As expected, we see that the FLOPS achieved is $43.78$ GFLOPS i.e. much less than the theoretical maximum which the GPU can achieve. But, cuBLAS achieves around $78.1$ % of the peak memory bandwidth which is great for SGEMV since it is a memory-bound operation, as seen above.

Let's first write a naive kernel in CUDA for SGMEV and iteratively improve it.

Kernel 1 - Naive SGEMV

Following the figure above, we can write a naive kernel for SGEMV. Each thread in a thread block will compute one output element of the vector resd in this kernel. The index of the current row and the corresponding output element will be written as row = blockDim.x * blockIdx.x + threadIdx.x.

The corresponding code snippet for this kernel looks like:

int row = blockDim.x * blockIdx.x + threadIdx.x;

if (row < M) {
    float sum = 0.0f;
    for (int col = 0; col < N; col++) {
        sum += matd[row * N + col] * vecd[col];
    }
    resd[row] = sum;
}

Running this kernel results in:

>> GPU allocation time: 5.820416 ms
>> Host to device transfer time: 24.071072 ms
------- Naive sgmev kernel ---------
>> Execution time: 8.279040 ms
>> Achieved (GFLOPS): 8.105875
>> Theoretical max (GFLOPS): 1911.040039
>> Maximum memory bandwidth: 112.127998 GB/s
>> Achieves 0.424160 % of peak GFLOPS
>> Achieves 14.463547 % of peak Memory Bandwidth
---------------------------
>> Device to host transfer time: 0.048992 ms

The naive kernel achieves only $8.27$ GFLOPS which is around $0.42$ % of the peak GFLOPS. Apart from that, it achieves only $14.46$ % of the peak memory bandwidth.

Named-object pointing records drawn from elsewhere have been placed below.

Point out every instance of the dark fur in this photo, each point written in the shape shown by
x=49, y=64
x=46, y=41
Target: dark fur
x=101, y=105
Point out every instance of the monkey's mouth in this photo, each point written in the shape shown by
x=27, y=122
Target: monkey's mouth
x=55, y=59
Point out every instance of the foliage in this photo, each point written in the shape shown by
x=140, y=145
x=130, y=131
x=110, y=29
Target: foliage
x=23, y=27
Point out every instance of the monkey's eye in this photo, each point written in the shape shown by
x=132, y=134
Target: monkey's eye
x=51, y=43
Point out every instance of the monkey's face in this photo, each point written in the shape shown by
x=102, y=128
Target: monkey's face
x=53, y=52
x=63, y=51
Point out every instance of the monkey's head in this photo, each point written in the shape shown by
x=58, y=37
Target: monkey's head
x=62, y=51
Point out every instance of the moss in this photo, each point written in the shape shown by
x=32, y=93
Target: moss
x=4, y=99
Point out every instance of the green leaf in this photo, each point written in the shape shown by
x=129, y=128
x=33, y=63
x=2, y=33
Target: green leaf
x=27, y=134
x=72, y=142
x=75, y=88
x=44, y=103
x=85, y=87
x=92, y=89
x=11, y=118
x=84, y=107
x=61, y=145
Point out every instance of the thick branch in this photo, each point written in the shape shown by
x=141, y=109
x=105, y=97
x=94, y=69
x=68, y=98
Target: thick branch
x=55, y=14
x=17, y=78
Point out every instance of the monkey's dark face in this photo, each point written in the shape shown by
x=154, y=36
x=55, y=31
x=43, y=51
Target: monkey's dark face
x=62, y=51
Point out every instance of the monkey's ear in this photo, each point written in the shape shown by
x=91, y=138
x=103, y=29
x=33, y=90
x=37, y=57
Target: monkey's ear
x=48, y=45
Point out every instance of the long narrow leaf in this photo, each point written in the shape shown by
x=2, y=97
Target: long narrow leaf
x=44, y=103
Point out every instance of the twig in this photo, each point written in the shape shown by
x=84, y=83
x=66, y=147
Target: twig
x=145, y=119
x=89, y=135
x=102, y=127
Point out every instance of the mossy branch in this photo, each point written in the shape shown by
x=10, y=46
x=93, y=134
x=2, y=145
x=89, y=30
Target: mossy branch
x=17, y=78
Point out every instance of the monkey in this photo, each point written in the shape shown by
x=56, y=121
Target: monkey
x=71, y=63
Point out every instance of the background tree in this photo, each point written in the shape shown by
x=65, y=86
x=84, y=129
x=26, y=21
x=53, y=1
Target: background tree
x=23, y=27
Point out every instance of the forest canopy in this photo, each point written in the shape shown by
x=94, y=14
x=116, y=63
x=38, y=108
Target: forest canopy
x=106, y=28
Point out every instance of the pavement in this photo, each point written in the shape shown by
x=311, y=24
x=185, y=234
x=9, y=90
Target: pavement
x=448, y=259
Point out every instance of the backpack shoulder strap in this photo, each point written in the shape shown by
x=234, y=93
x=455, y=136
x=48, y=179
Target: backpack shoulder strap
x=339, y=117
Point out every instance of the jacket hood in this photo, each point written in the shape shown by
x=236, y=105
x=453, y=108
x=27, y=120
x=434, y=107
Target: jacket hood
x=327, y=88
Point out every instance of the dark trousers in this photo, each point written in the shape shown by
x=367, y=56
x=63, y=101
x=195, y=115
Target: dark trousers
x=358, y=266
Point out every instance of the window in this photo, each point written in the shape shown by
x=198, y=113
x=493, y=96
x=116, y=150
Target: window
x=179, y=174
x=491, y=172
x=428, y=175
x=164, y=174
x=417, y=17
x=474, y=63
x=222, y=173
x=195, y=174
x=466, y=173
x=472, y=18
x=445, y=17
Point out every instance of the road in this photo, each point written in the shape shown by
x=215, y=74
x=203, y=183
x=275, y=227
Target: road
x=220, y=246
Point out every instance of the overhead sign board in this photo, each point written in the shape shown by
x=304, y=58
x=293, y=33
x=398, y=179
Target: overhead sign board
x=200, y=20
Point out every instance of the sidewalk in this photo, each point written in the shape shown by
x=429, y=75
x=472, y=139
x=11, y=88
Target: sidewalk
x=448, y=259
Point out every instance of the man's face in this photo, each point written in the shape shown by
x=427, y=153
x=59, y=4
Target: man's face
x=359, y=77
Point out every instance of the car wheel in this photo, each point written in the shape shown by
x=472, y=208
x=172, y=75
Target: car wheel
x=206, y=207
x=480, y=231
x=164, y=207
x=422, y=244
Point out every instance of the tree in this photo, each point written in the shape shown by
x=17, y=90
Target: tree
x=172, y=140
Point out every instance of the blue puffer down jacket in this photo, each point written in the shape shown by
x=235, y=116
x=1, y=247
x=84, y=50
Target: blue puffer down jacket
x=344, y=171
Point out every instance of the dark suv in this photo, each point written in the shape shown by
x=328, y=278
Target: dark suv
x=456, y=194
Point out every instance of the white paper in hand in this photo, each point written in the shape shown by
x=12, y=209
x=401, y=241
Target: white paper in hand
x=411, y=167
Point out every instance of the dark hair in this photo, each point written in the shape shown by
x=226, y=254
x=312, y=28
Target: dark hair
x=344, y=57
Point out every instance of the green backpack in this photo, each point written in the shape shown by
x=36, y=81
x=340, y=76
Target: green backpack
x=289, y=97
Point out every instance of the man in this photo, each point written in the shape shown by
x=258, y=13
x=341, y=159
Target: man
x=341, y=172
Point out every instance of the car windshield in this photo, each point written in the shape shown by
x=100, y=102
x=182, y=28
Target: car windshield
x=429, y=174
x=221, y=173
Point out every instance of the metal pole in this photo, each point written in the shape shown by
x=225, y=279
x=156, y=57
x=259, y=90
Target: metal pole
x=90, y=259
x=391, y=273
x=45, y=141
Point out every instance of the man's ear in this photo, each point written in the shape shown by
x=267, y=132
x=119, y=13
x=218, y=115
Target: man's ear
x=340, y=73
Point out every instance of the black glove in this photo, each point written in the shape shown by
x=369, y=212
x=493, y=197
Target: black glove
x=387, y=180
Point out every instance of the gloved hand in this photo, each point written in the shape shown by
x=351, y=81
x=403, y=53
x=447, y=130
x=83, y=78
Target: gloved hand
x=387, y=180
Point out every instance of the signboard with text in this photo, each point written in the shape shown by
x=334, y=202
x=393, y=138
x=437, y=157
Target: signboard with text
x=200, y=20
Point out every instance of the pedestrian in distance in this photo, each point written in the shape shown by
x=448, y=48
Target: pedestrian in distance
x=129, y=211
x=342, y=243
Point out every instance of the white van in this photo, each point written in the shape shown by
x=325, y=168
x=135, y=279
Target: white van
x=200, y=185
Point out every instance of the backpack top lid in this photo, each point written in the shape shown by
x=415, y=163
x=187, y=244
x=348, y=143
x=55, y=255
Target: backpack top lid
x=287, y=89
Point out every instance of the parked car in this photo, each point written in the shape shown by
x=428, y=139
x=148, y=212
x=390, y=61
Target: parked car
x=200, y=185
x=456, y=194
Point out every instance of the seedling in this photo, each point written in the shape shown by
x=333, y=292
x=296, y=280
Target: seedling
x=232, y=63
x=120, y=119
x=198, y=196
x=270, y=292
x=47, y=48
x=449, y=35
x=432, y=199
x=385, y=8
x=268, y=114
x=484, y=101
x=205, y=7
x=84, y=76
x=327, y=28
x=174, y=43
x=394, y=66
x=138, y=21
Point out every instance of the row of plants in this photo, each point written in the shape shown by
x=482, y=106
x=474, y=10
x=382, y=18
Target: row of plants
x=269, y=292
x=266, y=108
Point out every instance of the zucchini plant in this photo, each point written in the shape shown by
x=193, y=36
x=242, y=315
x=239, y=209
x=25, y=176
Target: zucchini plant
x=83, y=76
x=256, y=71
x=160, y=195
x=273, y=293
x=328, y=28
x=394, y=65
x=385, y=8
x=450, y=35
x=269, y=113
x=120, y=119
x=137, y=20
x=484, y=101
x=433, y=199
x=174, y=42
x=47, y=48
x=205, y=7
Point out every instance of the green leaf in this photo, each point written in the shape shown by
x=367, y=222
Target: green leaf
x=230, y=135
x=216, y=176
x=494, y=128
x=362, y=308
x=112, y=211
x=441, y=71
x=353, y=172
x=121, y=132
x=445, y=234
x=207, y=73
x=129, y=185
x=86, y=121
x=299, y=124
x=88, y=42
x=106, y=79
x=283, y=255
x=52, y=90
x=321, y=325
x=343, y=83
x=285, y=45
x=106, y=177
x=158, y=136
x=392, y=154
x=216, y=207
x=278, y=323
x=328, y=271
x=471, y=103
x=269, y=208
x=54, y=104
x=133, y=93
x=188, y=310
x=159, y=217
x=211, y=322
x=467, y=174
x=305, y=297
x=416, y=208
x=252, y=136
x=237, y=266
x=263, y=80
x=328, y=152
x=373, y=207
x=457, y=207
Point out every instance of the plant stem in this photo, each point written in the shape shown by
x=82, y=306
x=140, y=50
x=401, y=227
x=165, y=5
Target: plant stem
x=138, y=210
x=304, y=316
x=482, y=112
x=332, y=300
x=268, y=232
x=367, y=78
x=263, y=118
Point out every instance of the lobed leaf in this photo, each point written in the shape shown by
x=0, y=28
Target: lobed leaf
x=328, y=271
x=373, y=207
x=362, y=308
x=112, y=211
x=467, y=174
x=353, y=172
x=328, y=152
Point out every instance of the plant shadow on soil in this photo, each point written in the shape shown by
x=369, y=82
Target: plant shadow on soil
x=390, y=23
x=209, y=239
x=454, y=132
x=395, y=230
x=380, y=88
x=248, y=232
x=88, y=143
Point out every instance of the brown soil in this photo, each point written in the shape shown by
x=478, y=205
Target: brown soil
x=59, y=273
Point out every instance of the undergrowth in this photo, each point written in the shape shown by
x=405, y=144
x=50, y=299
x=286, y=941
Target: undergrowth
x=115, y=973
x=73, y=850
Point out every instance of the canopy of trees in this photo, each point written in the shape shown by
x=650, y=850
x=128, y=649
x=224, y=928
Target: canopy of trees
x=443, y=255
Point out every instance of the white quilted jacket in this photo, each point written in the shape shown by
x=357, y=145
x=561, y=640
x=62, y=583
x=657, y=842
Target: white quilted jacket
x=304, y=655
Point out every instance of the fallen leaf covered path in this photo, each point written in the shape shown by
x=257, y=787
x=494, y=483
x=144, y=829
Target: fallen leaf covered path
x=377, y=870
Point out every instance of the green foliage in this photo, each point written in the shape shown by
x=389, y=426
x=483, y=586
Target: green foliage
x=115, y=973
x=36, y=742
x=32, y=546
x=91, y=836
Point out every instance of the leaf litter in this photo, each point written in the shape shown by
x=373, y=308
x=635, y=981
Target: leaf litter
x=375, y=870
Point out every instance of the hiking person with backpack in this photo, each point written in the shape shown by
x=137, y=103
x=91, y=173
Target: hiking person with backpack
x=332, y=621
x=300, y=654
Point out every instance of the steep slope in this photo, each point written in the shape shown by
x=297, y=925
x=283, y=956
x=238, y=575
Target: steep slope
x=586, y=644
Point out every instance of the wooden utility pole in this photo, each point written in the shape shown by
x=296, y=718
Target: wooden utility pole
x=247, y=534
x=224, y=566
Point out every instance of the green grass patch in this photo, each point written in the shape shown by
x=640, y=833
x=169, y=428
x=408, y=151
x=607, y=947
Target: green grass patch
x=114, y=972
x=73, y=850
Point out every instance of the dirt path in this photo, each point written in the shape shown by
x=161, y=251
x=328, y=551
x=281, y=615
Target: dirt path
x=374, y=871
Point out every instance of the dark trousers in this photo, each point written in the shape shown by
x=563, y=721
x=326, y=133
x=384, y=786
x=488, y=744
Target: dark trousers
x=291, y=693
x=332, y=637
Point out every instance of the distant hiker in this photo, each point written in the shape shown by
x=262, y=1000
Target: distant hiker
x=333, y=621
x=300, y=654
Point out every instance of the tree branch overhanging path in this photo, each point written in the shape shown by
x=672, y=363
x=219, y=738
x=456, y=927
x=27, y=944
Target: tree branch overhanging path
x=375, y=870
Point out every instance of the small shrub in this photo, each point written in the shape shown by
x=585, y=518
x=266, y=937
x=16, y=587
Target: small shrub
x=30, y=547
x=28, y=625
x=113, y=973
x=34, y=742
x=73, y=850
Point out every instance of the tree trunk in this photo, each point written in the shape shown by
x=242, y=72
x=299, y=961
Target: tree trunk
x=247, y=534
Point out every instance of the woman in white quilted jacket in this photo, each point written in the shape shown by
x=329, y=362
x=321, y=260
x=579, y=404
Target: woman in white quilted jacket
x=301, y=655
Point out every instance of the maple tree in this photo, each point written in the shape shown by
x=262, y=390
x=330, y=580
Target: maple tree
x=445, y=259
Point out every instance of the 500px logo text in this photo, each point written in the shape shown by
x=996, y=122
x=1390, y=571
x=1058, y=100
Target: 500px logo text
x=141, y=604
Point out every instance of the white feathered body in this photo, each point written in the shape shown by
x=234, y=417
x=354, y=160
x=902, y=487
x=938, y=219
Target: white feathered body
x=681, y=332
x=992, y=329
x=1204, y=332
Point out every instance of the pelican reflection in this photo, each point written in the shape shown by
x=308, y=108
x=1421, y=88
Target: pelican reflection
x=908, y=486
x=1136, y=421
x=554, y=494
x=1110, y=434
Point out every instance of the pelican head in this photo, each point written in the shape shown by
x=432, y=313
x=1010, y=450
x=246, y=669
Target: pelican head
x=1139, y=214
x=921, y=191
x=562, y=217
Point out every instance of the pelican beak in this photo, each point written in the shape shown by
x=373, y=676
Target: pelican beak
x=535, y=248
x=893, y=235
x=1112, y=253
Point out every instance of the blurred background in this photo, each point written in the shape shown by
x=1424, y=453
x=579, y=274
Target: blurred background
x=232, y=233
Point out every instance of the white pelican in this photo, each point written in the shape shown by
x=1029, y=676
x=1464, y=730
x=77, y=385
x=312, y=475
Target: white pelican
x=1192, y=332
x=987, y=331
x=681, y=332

This result is kind of unimpressive.

But no worries, we can improve this!

Kernel 2 - Coalesced access with reductions

One way to improve the naive kernel is to ensure that the memory accesses to both the matrix matd and vector vecd are coalesced. Let's understand what that means.

In CUDA, we have a grid of blocks where each block can have $T$ number of threads. The streaming multiprocessors (SM) on the GPU process each block in a 'group' of $32$ threads. This group of $32$ threads is called a warp. In essence, the SM can execute one instruction at a time for all the threads in a warp. Thus, each block consists of $c e i l (T / 32)$ warps.

But what does this have to do with memory accesses? Well, let's see how the memory accesses for the matrix matd looks like in the naive kernel.

Warp 1 (Threads 0-31):

Assuming that we are dealing with the first block where blockIdx.x = 0, the number of threads in a block is $1024$ , and all the threads in this warp of block $0$ will execute one instruction in parallel, then we have:

Thread $0$ executing:

The value of row = $1024 \times 0 + 0$ = $0$
Thread will enter the for loop now.
We have col = $0$ for this thread in the start
Element of matd accessed = $0 \times N + 0$ = $0$

Now, at the same time, we have:

Thread $1$ executing:

The value of row = $1024 \times 0 + 1$ = $1$
Thread will enter the for loop now.
We have col = $0$ for this thread in the start
Element of matd accessed = $1 \times N + 0$ = $N$

Similary, we can see that for this particular warp the elements of the matrix matd accessed by the other threads will be always separated by $N$ elements. But, this is actually NOT an optimal way to access data residing in the global memory! We need to access data from the global memory in a coalesced manner.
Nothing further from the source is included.